Equation (27) is solved with the same initial condition and Dirichlet relaxing boundary conditions \(u(1,t)=2-e^{-t}, u(3,t)=e^{-t}\). Then, the problem is solved with \(u(1,t)=e^{-t}, u(3,t)=2-e^{-t}\). Results are shown in Fig. 6.

Fig. 5.
figure 5

Example 2 - solution of (27) with Dirichlet relaxing BC at the left, right, and both boundaries for \(T(t)=2-e^{-t}\) (top) and \(T(t)=e^{-t}\) (bottom).

Fig. 6.
figure 6

Example 3 - solution of (27) with \(u(1,t)=2-e^{-t}, u(3,t)=e^{-t}\) (left) and vice versa (right).

6 Conclusion

This paper considered unsteady nonlinear heat transfer in a thin silicon rod in thermal contact with liquid media that is being heated or cooled convectively.
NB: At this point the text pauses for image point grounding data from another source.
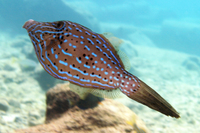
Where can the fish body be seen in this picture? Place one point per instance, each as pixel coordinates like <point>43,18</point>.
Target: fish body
<point>72,52</point>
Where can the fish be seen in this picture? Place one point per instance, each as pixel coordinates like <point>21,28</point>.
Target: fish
<point>72,52</point>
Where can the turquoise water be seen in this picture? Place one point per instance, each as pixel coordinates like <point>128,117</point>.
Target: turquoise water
<point>163,35</point>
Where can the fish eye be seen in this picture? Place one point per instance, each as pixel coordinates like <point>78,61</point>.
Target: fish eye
<point>59,25</point>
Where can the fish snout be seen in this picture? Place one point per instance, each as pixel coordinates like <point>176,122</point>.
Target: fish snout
<point>28,23</point>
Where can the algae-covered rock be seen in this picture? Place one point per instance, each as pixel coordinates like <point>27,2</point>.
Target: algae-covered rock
<point>108,116</point>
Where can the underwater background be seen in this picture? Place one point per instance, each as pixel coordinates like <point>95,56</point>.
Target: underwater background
<point>161,39</point>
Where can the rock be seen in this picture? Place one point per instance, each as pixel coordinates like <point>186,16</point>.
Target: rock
<point>59,99</point>
<point>4,105</point>
<point>109,116</point>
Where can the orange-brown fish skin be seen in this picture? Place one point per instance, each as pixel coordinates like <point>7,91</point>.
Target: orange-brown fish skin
<point>72,52</point>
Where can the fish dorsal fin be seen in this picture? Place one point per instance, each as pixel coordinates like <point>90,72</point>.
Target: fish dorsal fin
<point>83,92</point>
<point>116,42</point>
<point>125,60</point>
<point>81,26</point>
<point>112,46</point>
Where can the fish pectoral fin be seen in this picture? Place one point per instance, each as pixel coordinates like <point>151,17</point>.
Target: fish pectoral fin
<point>147,96</point>
<point>81,91</point>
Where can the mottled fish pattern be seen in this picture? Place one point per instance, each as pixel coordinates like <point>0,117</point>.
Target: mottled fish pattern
<point>72,52</point>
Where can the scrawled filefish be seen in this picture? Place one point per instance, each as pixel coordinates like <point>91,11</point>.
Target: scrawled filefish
<point>72,52</point>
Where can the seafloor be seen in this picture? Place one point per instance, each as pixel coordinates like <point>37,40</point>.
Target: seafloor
<point>174,75</point>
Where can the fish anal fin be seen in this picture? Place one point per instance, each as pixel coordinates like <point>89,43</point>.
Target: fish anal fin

The mathematical model describing the system consists of nonlinear heat equation with initial condition and a Dirichlet relaxing or convective relaxing boundary condition. The convective condition is nonlinear. To solve the problem a new numerical approach was proposed that first discretizes the heat equation in time. The discretization scheme is implicit, which results in unconditional stability of the method. The resulting TPBVPs were solved by FDM with Newton method. Computer experiments were performed demonstrating the suitability of the approach for solving the nonlinear heat equation with variety of time-dependent and nonlinear conditions at the boundaries.